Nagasaka, Y., Lazareva, O. F., & Wasserman, E. A. (2007). Prior experience affects amodal completion in pigeons. Perception & Psychophysics, 69, 596-605.
Lazareva, O. F., Wasserman, E. A., & Biederman, I. (2007). Pigeons’ recognition of partially occluded objects depends on specific training experience. Perception, 36, 33-48.
Nonaccidental properties of objects
A single three-dimensional object can produce an infinite number of two-dimensional patterns on the retina. For example, a straight edge on a three-dimensional object produces a straight line in a two-dimensional projection to the retina; but, so too does a curved edge when the curve is precisely perpendicular to the line of sight. How, then, does the visual system decide whether a three-dimensional object has a straight edge or a curved edge using two-dimensional information?Theories of object recognition suggest that certain regularities of two-dimensional images, like curvilinearity, are highly likely to reflect the same regularities in three-dimensional objects. Although it is true that accidental alignment of the eye and a curved edge might result in the projection of a straight line, there are very few viewpoints from which this would be the case. Thus, the visual system simply ignores this possibility and assumes that straight edges in two-dimensional projections correspond to straight edges in three-dimensional objects.

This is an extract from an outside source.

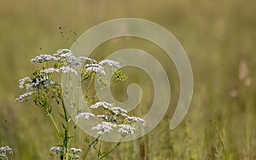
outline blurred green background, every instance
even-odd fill
[[[57,143],[53,128],[31,102],[15,102],[22,93],[17,81],[35,67],[30,62],[34,56],[69,49],[79,35],[103,21],[134,17],[156,22],[178,39],[192,66],[194,95],[183,123],[169,130],[179,95],[172,62],[139,39],[101,46],[99,51],[107,54],[133,45],[143,49],[162,61],[172,79],[170,110],[158,127],[122,144],[106,159],[256,159],[255,6],[253,0],[1,0],[0,146],[14,148],[10,159],[49,159],[49,149]],[[151,82],[145,82],[143,71],[137,76],[128,70],[130,79],[148,93],[134,111],[143,116],[152,102]],[[120,88],[116,95],[125,92],[126,83],[113,87]],[[116,98],[125,100],[125,94]],[[78,146],[83,144],[79,140]]]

I have worked on a project with Brett Gibson (University of New Hampshire), and in collaboration with Frederic Gosselin (University of Montreal), Philippe Schyns (University of Glasgow). We have asked which stimulus properties pigeons and people use to discriminate four three-dimensional, shaded objects. We found that both humans and pigeons used cotermination, the most diagnostic nonaccidental property of real-world objects, despite evidence from a model computer observer that cotermination was not the most diagnostic pictorial information in this particular task. This result implies that a nonmammalian visual system that is different anatomically from the human visual system is also biased to recognize objects from nonaccidental statistics.In a follow-up study, I trained pigeons and people to discriminate a target shape from a metrically-changed shape and a nonaccidentally-changed shape. Importantly, the stimuli had been controlled for physical similarity by using wavelet and pixel measures so that the dissimilarity in pixel energy between the metrically-changed shape and the target shape was at least as great (or greater) as the dissimilarity in pixel energy between the nonaccidentally-changed shape and the target shape. We found that both pigeons and people committed more confusion errors to the metrically-changed shape, suggesting that they perceived the metrically-changed shape to be more similar to the target shape.